In 1970, after receiving a scholarship from the American Film Institute, Lynch moved to Los Angeles, where he studied at the institute’s film school and began working on the film that would become Eraserhead.
Lynch’s debut feature is a hallucinatory, nightmarish portrait of domestic life in an industrial wasteland: a strange world where a boiled chicken writhes on a plate, a hideous mutant baby torments its desperate parents, and a lady who lives inside a radiator sings gloomy songs.
A famous career
Eraserhead was a popular success and attracted the attention of Hollywood.
His first major commission was a film based on the life of Joseph Merrick, a severely disfigured Englishman who became a celebrity in 19th-century London. Featuring a memorable starring role by John Hurt, The Elephant Man (1980) was a huge critical and commercial success. It received eight Oscar nominations, including Lynch’s nomination for best director.
After turning down the opportunity to direct Return of the Jedi (1983), Lynch directed Dune (1984), an ambitious adaptation of Frank Herbert’s epic science fiction novel of the same name. The film was battered by critics and was not liked by the public.
It was followed by Blue Velvet, which marked Lynch’s second Oscar nomination for best director.
Lynch’s equally provocative Wild at Heart (1990), a hyper-violent black comedy in which he dared The Wizard of Oz, won the Palme d’Or at the 1990 Cannes Film Festival.
In Twin Peaks he became interested again in the more sinister side of American small-town life. Around the murder of teenager Laura Palmer, the series combined elements of mystery, soap opera and absurdism.

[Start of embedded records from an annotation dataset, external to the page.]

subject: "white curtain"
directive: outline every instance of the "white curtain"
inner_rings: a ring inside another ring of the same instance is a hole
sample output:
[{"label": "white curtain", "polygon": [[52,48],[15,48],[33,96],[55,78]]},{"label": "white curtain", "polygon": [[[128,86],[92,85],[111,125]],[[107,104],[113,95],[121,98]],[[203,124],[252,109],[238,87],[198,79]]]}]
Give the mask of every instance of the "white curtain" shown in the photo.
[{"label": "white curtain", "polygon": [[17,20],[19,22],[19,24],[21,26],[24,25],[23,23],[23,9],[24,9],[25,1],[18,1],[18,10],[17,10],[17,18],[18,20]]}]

It was a global phenomenon.
His other projects were the aggressively avant-garde Lost Highway (1997), the unabashedly sentimental and idiosyncratic True Story (1999), and the surrealist film noir Mulholland Drive (2001).
Considered Lynch’s masterpiece, this elliptical reverie earned him the best director award at Cannes 2001. In 2022, it ranked eighth in the magazine’s critics poll. Sight & Sound about the best movies of all time.
A fitting ending
Lynch continued to experiment with narrative and the possibilities of the cinematic form. In what turned out to be his last feature film, the long and challenging Inland Empire (2006), Lynch embraced low-resolution digital video and virtually dispensed with conventional storytelling.
The complexity of Inland Empire paved the way for Lynch’s triumphant return to television. Twin Peaks: The Return (2017) picked up the story 25 years after the end of the original series.
This 18-episode series, which in my opinion is on par with – if not above – Mulholland Drive, serves as a worthy culmination of Lynch’s career.
In classic Lynch fashion, it concludes on a genuinely shocking note, creepy and ambiguous, that lingers long after the screen fades.